Most recently, China has acquired their very first aircraft carrier. On Sunday, China announced the first landing of a fighter jet on the carrier. Over the past few years, China has steadily advanced their naval capabilities, while the United States has steadily decreased theirs. This poses a problem, given the fact that the U.S. naval force provides the most important defense for America.

First, it is important to analyze the current presence and capabilities of the U.S. in the Asia-Pacific region. Given the fact that our country once had 15 aircraft carriers during the Bush era and now only boasts 11, (soon to be 10) we can see that our presence at sea is steadily declining.

Heritage, a non-profit think tank recently released a report to reinforce this fact:

“For these enduring reasons, both the Congress and the Navy must work to ensure that a sufficient number of aircraft carriers remain in operation. During the Reagan years, the Navy maintained 15 carriers. In FY 2006, Congress required the Navy maintain at least 12 carriers.”

Ever since the mid 1900’s, the U.S. had maintained the largest naval force in the world. Naval forces have served to be one of the most important elements of our military. Without a plan to continue increasing our naval presence and only sustaining a minimal defense force in the Pacific Ocean, we are threatening our national security and the safety of our allies.  Our Naval presence has continued to help in almost every military operation and remains to be the ultimate crisis management tool.

Second, we must take into account Chinas new naval expansion. As mentioned previously, China just recently acquired their first aircraft carrier. China is a country with an immense amount of power. China has the capabilities to create a very large threat to our country. As China continues to grow, we must not abandon our opportunities in the region. Up until now, there hasn’t been a reason to increase our naval presence, but now that China has upgraded their potential, it is in our best interest to secure our position in the Pacific.

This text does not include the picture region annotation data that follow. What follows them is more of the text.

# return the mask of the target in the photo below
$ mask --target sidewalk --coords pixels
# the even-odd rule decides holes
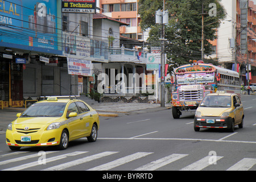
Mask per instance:
[[[125,115],[149,113],[171,108],[171,104],[161,107],[160,104],[103,102],[90,105],[100,116],[118,117]],[[0,134],[5,134],[8,125],[16,119],[16,114],[23,112],[24,107],[0,108]]]

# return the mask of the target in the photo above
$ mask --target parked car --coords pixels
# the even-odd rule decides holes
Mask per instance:
[[[250,90],[254,92],[256,91],[256,84],[250,84]],[[248,86],[245,86],[243,88],[247,90],[247,88],[248,88]]]
[[[194,129],[228,129],[233,132],[234,126],[242,128],[245,114],[242,102],[234,93],[212,93],[204,97],[196,109]]]
[[[98,113],[79,100],[48,97],[16,116],[6,134],[6,144],[12,150],[55,145],[64,150],[69,141],[83,137],[95,142],[100,126]]]

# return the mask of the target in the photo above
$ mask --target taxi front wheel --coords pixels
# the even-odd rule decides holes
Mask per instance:
[[[67,130],[64,130],[62,131],[60,136],[60,144],[57,146],[59,149],[65,150],[68,148],[68,133]]]
[[[90,135],[89,136],[87,137],[87,139],[90,142],[93,142],[96,141],[97,136],[98,135],[98,130],[97,128],[97,126],[95,124],[93,124],[93,127],[92,127],[92,131],[90,133]]]

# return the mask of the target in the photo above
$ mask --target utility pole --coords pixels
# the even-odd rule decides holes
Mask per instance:
[[[204,15],[208,14],[208,13],[204,13],[204,4],[202,2],[202,13],[200,15],[202,15],[202,38],[201,38],[201,59],[202,61],[204,60]]]
[[[161,11],[160,10],[156,11],[156,23],[162,24],[161,27],[161,34],[160,34],[160,39],[161,40],[161,63],[160,63],[160,100],[161,107],[165,106],[165,90],[164,90],[164,80],[165,80],[165,56],[164,56],[164,41],[167,40],[167,39],[164,39],[165,36],[165,31],[164,31],[164,24],[168,24],[168,11],[165,10],[165,0],[163,1],[163,11]]]

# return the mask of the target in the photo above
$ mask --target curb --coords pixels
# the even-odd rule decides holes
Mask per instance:
[[[118,114],[102,114],[102,113],[99,113],[98,115],[105,117],[118,117],[119,116]]]

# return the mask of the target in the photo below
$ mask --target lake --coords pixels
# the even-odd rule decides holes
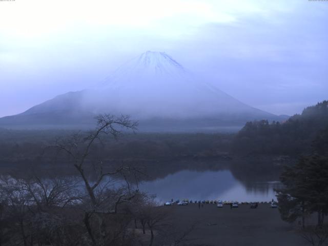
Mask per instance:
[[[228,170],[220,171],[182,170],[162,178],[145,181],[140,190],[163,202],[176,200],[222,200],[241,201],[276,200],[274,189],[280,187],[278,181],[238,181]]]

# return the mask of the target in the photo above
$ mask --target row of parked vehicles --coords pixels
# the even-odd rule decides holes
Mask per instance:
[[[173,205],[175,203],[177,203],[178,206],[184,206],[186,205],[188,205],[189,203],[210,203],[210,204],[216,204],[216,207],[217,208],[223,208],[223,204],[230,205],[232,208],[238,208],[238,204],[239,203],[236,201],[221,201],[221,200],[195,200],[193,202],[192,200],[189,200],[188,199],[182,200],[180,201],[179,200],[177,200],[175,201],[168,201],[166,202],[165,205],[166,206],[170,206]],[[256,209],[258,206],[259,203],[270,203],[270,208],[273,209],[276,209],[278,208],[278,204],[276,202],[274,201],[272,201],[271,202],[241,202],[240,204],[249,204],[251,205],[251,209]]]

Just last July, Forbes released an article revealing the absence of our presence:

“Providing less presence is an open acknowledgement that our country will not continue to influence the world in the manner we have in the past. There are critics who contend that our enemies will defeat us in the financial world, not on the battlefield. Maybe that will be our downfall in the end, but if we give up our ability to defend ourselves, the sea lanes and our allies anywhere in the world, our world will rapidly change in what I predict will be disastrous ways.”

It is clear that we must not desert our influence. The U.S. has and should remain the most influential at sea.